Will Smith – Lost and Found

Will Smith sur Visual ? C’est quoi cette histoire ? Bah oui, je sais, le Prince de Bel Air n’a jamais eu une grosse crédibilité sur la scène hip hop, et pour beaucoup, il ne doit son succès qu’à de vieux samples remis au goût du jour. Quand j’ai mis ‘Lost and Found‘ dans mon lecteur de CD, je pensais donc un peu comme vous, et je n’en attendais absolument rien (au mieux, un bon fou rire)… Et là, ce fut la surprise. Je vous explique.

Depuis son dernier album (‘Born to Reign‘, sorti en 2002), Big Willie s’est fait laminer par Eminem dans ce que l’on appelle couramment des diss songs. Marshall le prenait de haut et se moquait de son éternelle gentillesse, inadaptée au milieu du hip hop. Will l’a apparemment mal pris, et a par conséquent décidé de muscler son style pour s’acheter une nouvelle crédibilité. Oubliez donc le rap mielleux de ‘Just The Two Of Us‘, ‘Wild Wild West‘ ou ‘Men in Black‘ : notre homme en noir préféré a désormais un côté plus street, et ses textes sont bien plus acerbes, sans tomber dans les clichés bling bling du rap west coast.

Eminem en prend donc pour son grade, et pas que dans une chanson… Tout d’abord dans ‘Mr. Niceguy‘, Will Smith imite le flow infernal du blanc bec, avec une touche d’humour qui fait du bien dans ce milieu si sérieux qu’est le hip hop. Dans ‘Scary Story‘, on retrouve également le duo père/fille qui avait fait le succès d’Eminem à ses débuts… Globalement, on pourrait dire que les textes pleins d’authenticité nous rappellent le côté écorché d’Eminem à ses débuts, la vulgarité en moins.

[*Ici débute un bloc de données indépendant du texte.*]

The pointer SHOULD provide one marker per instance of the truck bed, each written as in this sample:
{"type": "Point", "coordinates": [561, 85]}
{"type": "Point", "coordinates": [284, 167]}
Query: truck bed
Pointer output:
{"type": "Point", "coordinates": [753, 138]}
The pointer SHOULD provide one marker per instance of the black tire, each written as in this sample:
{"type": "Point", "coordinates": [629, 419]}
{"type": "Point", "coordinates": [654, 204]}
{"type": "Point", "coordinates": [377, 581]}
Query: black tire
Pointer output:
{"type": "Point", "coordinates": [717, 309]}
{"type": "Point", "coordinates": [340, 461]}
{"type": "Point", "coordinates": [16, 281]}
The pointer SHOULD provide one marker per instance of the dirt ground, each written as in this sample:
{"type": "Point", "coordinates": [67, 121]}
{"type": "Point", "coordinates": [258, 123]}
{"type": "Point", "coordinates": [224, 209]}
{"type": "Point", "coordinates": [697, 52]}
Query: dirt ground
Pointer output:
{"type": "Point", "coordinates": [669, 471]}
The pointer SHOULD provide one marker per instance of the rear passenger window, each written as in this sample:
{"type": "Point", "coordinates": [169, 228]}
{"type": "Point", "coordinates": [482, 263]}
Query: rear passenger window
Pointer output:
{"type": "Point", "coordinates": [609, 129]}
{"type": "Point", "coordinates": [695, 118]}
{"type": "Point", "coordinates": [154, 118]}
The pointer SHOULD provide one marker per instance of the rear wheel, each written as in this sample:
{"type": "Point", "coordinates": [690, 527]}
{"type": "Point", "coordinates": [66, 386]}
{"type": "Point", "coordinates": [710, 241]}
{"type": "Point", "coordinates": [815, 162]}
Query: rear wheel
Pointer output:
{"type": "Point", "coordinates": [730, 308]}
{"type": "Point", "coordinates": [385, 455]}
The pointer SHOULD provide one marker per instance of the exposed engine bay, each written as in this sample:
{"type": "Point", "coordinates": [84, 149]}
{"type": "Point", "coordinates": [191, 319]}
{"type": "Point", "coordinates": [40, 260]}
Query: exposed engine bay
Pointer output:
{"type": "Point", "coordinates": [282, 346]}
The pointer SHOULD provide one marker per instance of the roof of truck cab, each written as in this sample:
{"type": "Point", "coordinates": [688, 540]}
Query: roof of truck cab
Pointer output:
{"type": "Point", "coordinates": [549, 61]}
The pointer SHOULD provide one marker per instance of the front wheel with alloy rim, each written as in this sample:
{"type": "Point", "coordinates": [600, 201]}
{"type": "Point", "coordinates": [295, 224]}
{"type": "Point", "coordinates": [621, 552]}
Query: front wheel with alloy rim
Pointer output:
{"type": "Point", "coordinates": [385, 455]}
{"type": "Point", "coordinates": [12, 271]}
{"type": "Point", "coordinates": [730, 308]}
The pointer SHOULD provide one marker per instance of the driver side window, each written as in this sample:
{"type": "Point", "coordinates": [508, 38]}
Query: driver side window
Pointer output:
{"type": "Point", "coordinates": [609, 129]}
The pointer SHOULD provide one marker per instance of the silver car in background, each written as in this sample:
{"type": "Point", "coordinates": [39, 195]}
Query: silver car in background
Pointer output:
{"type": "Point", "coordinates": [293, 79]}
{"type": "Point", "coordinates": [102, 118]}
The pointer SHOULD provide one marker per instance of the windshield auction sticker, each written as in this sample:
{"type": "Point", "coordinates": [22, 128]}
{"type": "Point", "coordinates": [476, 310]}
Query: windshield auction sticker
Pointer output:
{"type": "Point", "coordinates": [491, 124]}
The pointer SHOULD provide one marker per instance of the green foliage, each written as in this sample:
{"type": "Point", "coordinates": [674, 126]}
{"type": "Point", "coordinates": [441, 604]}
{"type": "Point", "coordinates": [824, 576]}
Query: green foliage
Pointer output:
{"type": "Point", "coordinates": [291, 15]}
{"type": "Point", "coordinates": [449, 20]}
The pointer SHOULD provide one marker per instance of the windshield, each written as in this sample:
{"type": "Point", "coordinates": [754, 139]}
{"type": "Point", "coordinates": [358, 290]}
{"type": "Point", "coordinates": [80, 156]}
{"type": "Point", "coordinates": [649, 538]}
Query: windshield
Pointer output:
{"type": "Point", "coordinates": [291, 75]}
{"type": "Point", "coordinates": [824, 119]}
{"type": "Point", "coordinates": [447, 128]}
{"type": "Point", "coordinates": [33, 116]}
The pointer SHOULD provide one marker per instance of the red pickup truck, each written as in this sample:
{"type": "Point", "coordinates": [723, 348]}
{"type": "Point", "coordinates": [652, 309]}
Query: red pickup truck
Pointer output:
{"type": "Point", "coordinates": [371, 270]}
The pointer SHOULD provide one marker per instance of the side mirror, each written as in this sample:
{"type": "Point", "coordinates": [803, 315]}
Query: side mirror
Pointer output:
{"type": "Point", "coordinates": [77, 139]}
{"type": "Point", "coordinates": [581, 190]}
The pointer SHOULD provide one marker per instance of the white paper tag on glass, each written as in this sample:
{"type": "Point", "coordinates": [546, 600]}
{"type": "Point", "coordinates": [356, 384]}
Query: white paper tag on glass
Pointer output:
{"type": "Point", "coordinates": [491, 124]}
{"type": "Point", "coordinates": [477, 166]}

Plus étonnant, dans ‘Lost and Found‘, c’est un Will Smith détaché qui critique ouvertement le milieu du rap, complètement sclérosé par ses batailles internes et ses clichés. Le clou de l’album reste cependant ‘Mr. Holy Roller‘ : dans ce titre assez épuré, Big Willie dénonce les lobbies religieux qui imposent leur vision du monde un peu partout aux USA (‘If I don’t believe what you believe, I’m going to Hell‘). Autant dire qu’il fallait en avoir une sacrée paire pour oser aborder ce sujet dans un pays si croyant…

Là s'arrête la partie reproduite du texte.